The regional campaign "Securing indigenous territories to protect life" puts the spotlight on the relevance of ensuring legal security of land and territorial rights for indigenous peoples.
We spoke to Diocelinda Iza, an indigenous Kichwa leader from the Panzaleo people, to understand how securing indigenous peoples' land and territorial governance plays a crucial role in protecting biodiversity and responding to climate change. Diocelinda is part of the collective leadership of the Movimiento Nacional de Mujeres de Sectores Populares Luna Creciente, and has also served as president of the Organización de Mujeres Indígenas y Campesinas Sembrando Esperanza and of the Movimiento Indígena de Cotopaxi.
TODAY, CLIMATE CHANGE STANDS AS THE MAIN THREAT TO THE HEALTH OF HUMANITY AND OUR PLANET.
"Given the consequences of climate change that we all face, indigenous peoples feel a deep concern to maintain harmony with Mother Earth. Our fights are not only limited to the defence of our territories, but also focus on the protection of Mother Earth from various threats, such as logging and mining, among others. We must act now to protect what is left and leave a better world for the next generations," says Diocelinda.
Thus, through their values and principles of life such as reciprocity, balance and good living, and their ancestral sustainable natural resource management practices, indigenous peoples secure the forests, water, mountains and wetlands, which also provide their material and spiritual sustenance. In relation to this, Diocelinda explains that "by maintaining the Andean chacra, medicinal plants, native shrubs and plants, seeds, we also contribute to the maintenance of biodiversity. We make a very important contribution in this sense".
But the contribution of indigenous peoples goes beyond the sustainable management of the commons. Diocelinda emphasises that they also possess traditional practices of immense value in addressing the challenges of climate change, such as "the territorial community organisational capacity to educate and discuss the changes we are experiencing, to make decisions in community, in assemblies and meetings to protect Pachamama and to demand that the authorities respect the rights of Mother Nature".
THANKS TO THESE VALUES AND ANCESTRAL KNOWLEDGE, INDIGENOUS TERRITORIES ARE CONSIDERED TO BE HAVENS OF GREAT BIODIVERSITY THAT PLAY A CRUCIAL ROLE IN PRESERVING THE ECOLOGICAL BALANCE OF OUR PLANET AND IN REGULATING THE CLIMATE.
Furthermore, several studies show that ensuring people-centred land governance and securing the land and territorial rights of indigenous peoples is a proven solution to address climate change.
In this regard, Diocelinda explains that "indigenous territories have lower deforestation rates, which contributes significantly to reducing temperature rise and the aggravation of climate change. In addition, our efforts in biodiversity conservation strengthen the resilience of ecosystems and provide them with greater possibilities to adapt to the disruptions caused by climate change.
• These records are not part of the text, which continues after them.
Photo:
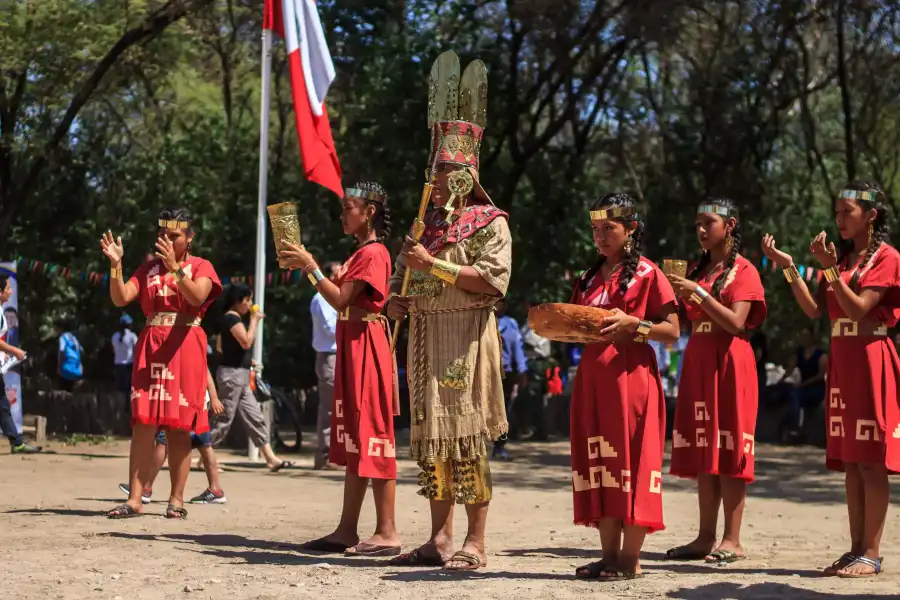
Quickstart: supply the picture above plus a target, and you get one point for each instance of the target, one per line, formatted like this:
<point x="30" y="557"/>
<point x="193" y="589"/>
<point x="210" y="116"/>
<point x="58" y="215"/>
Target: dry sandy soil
<point x="56" y="544"/>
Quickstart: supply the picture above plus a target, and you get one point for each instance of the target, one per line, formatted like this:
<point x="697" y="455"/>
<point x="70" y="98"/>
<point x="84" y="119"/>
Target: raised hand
<point x="618" y="326"/>
<point x="293" y="257"/>
<point x="165" y="251"/>
<point x="779" y="257"/>
<point x="823" y="251"/>
<point x="417" y="257"/>
<point x="112" y="248"/>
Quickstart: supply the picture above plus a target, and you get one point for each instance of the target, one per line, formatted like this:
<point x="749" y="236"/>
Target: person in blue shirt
<point x="324" y="318"/>
<point x="515" y="368"/>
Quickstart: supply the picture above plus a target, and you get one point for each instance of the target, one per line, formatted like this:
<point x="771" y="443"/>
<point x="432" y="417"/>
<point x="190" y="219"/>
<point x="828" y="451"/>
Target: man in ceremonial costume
<point x="458" y="271"/>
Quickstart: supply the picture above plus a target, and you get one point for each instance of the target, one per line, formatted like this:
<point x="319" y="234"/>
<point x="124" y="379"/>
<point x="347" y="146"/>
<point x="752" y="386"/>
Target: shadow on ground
<point x="762" y="591"/>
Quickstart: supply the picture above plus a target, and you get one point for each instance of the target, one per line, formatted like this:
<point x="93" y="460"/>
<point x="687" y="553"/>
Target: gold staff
<point x="442" y="99"/>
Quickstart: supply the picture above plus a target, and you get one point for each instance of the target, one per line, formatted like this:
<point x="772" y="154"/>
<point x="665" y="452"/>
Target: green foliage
<point x="669" y="101"/>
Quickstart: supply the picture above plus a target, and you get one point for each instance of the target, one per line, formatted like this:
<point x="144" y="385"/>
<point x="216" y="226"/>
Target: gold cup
<point x="675" y="266"/>
<point x="285" y="224"/>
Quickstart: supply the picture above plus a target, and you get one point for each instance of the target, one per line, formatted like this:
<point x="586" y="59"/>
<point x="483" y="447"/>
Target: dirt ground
<point x="56" y="544"/>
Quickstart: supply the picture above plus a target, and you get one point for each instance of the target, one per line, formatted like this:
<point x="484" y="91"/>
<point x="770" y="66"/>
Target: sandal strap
<point x="122" y="509"/>
<point x="847" y="556"/>
<point x="467" y="557"/>
<point x="865" y="560"/>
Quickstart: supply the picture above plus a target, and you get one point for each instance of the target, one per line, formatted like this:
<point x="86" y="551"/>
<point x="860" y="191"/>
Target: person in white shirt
<point x="123" y="342"/>
<point x="324" y="318"/>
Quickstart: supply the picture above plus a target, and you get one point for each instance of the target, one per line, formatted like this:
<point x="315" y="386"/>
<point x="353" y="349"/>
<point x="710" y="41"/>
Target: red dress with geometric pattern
<point x="864" y="371"/>
<point x="718" y="394"/>
<point x="362" y="416"/>
<point x="618" y="412"/>
<point x="168" y="383"/>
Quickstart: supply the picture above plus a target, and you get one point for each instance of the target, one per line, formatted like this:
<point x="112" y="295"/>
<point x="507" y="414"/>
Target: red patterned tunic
<point x="718" y="395"/>
<point x="618" y="416"/>
<point x="362" y="417"/>
<point x="864" y="371"/>
<point x="169" y="376"/>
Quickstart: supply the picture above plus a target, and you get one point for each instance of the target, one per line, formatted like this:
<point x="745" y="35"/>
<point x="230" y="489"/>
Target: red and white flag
<point x="297" y="21"/>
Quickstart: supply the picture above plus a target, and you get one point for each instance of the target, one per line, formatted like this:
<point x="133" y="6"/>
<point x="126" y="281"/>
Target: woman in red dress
<point x="365" y="396"/>
<point x="715" y="414"/>
<point x="859" y="288"/>
<point x="169" y="377"/>
<point x="618" y="415"/>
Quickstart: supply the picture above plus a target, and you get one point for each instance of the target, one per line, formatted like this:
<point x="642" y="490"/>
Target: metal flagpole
<point x="259" y="282"/>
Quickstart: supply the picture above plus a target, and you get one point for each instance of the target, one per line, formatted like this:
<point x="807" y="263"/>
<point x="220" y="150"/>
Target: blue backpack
<point x="71" y="358"/>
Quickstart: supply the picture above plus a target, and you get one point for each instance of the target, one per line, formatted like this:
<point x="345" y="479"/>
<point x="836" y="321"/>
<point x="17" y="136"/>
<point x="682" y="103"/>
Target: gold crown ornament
<point x="457" y="116"/>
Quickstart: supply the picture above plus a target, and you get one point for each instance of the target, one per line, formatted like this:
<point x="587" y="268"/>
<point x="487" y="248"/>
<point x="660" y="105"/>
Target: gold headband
<point x="865" y="195"/>
<point x="364" y="195"/>
<point x="715" y="209"/>
<point x="612" y="213"/>
<point x="173" y="224"/>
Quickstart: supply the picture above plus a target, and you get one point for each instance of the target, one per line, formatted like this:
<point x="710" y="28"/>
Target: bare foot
<point x="339" y="537"/>
<point x="392" y="541"/>
<point x="695" y="550"/>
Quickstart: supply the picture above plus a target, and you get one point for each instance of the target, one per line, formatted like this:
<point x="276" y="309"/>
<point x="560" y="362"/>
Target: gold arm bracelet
<point x="446" y="271"/>
<point x="791" y="274"/>
<point x="643" y="332"/>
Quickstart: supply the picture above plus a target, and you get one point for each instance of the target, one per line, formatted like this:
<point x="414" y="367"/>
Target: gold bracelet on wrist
<point x="446" y="271"/>
<point x="791" y="274"/>
<point x="643" y="332"/>
<point x="699" y="296"/>
<point x="831" y="274"/>
<point x="316" y="276"/>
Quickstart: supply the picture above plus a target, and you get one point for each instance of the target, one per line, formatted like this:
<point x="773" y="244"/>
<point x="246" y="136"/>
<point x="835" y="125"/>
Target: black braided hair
<point x="881" y="231"/>
<point x="381" y="222"/>
<point x="719" y="283"/>
<point x="631" y="259"/>
<point x="177" y="214"/>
"The commitment of indigenous communities to the preservation of their territories translates into decisive action in the fight against climate change. Our link to the land and the care of ecosystems is invaluable," says Diocelinda. However, States still do not recognise the fundamental role of indigenous peoples in the protection of our planet, nor do they guarantee their rights to land and territory. "Securing our rights to land and territory is essential not only to protect our lives, but also to achieve more prosperous societies," she adds.
IMPACTS OF THE EXTRACTIVIST MODEL ON INDIGENOUS PEOPLES AND AGRI-FOOD SYSTEMS
The negative impacts of the extractivist and neoliberal model place indigenous peoples in a situation of increased vulnerability to climate change. Diocelinda comments that "this model has had detrimental effects on indigenous communities and on the biodiversity that is part of our territories. Our water sources, moorlands and soil are affected and they are all parts of an earth that is showing signs of fever, weakness and disease".
"The effects of climate change manifest themselves in our daily lives, such as difficulty in planting, frost and high energy costs. It is also reflected in lower prices for agricultural products and the increase of livestock areas to the detriment of agriculture."
"Not only is Mother Earth being harmed, but many peasant families are also being deprived of their livelihoods and their connection to the land. Many of these families even stop producing their own food, and the pollution generated by extractive activities is irreversible," explains Diocelinda.
This is especially critical given that in the current context, where the predominant agri-food system is one of the major causes of biodiversity loss, indigenous peoples contribute to more sustainable agri-food systems, as their forms of production - unlike those of agribusiness - respect the environment. "Maintaining peasant and indigenous farms ensures that the whole country is fed. Seventy per cent of our food comes from small-scale diversified and agroecological production, and is healthier and more sustainable. We work for the recovery of ancestral wisdom to continue producing organically", says Diocelinda.
"Big companies pollute our lands and territories, while we, the indigenous peoples, safeguard our spaces in defence of Mother Earth. Therefore, we urge society to reflect on their actions and their impact on climate change, seeking greater awareness", concludes Diocelinda.